Sketched GLM with Global vs Parcel AR

This vignette introduces a fast “sketched GLM” path with shared autoregressive (AR) whitening and optional Nyström landmarking. It is designed to be a drop‑in alternative to voxelwise GLM when you want substantial speedups with high fidelity.

What you’ll see below - A quick overview of the approach and when to use it - Global vs parcel‑pooled AR whitening (stabilizes noise, boosts generalization) - Time sketches that preserve GLM geometry at much smaller m ≈ 6–8·p - SRHT (Subsampled Randomized Hadamard Transform): a fast Johnson–Lindenstrauss embedding built from random signs, a Walsh–Hadamard transform, and row sampling. It acts as an (approximate) isometry on the column space of X, so least‑squares geometry is well preserved at reduced cost. - IHS (Iterative Hessian Sketch): an iterative sketch‑and‑solve method.

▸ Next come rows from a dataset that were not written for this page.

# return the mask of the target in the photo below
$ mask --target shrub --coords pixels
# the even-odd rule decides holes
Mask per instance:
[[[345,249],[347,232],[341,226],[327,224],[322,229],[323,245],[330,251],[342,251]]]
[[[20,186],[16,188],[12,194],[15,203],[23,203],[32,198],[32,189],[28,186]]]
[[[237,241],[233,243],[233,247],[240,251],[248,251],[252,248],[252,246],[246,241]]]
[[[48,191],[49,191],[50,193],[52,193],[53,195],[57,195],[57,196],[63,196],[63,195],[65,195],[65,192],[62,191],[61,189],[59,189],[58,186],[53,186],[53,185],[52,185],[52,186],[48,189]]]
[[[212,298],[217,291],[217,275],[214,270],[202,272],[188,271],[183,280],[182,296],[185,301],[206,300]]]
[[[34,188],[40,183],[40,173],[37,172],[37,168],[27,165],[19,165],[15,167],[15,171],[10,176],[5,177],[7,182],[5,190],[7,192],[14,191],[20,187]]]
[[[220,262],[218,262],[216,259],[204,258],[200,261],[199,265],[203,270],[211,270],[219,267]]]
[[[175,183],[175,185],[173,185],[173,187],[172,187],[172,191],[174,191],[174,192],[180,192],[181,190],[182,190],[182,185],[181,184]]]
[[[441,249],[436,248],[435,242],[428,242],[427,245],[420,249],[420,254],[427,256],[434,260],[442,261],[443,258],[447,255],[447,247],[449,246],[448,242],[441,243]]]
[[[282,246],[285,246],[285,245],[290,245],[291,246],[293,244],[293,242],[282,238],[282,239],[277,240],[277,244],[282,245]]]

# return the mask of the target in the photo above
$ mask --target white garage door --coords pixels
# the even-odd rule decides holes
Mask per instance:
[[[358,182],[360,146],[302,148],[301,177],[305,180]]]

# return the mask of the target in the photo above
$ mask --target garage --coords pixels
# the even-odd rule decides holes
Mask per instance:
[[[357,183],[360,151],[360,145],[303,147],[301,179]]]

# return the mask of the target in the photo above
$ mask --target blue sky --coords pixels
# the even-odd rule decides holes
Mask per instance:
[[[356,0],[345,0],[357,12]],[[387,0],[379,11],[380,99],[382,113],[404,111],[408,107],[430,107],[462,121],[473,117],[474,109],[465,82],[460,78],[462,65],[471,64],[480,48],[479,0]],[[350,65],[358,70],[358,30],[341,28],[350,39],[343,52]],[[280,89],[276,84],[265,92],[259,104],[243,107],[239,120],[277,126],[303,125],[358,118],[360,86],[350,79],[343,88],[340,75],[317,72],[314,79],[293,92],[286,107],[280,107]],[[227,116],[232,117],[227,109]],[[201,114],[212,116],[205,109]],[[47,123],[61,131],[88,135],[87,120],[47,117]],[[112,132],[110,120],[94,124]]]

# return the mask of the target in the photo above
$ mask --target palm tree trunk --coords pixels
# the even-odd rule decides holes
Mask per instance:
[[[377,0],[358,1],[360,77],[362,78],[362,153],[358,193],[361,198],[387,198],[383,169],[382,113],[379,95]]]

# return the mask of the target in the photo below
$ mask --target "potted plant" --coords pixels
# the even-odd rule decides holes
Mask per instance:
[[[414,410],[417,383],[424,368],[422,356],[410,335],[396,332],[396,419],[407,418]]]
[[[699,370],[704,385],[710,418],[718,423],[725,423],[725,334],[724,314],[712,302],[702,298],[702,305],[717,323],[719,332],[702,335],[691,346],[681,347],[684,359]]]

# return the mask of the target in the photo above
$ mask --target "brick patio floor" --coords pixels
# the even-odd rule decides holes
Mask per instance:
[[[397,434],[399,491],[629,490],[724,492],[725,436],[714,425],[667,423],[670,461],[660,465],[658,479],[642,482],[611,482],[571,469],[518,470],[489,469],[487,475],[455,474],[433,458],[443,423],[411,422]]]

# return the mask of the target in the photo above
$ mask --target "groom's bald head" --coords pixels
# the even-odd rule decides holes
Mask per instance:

Each iteration solves a small sketched normal‑equation system to refine the coefficients; 2–3 iterations with m ≈ 6·p are typically indistinguishable from exact least‑squares. - Optional Nyström spatial extension (solve on L landmarks, extend to all voxels)

At a glance - Typical fidelity: correlations > .9 vs exact voxelwise GLM on synthetic and real designs, with large runtime savings. - Knobs: m (sketch rows), iters (IHS iterations), by_cluster (parcel AR), landmarks (Nyström), k_neighbors (Nyström weights).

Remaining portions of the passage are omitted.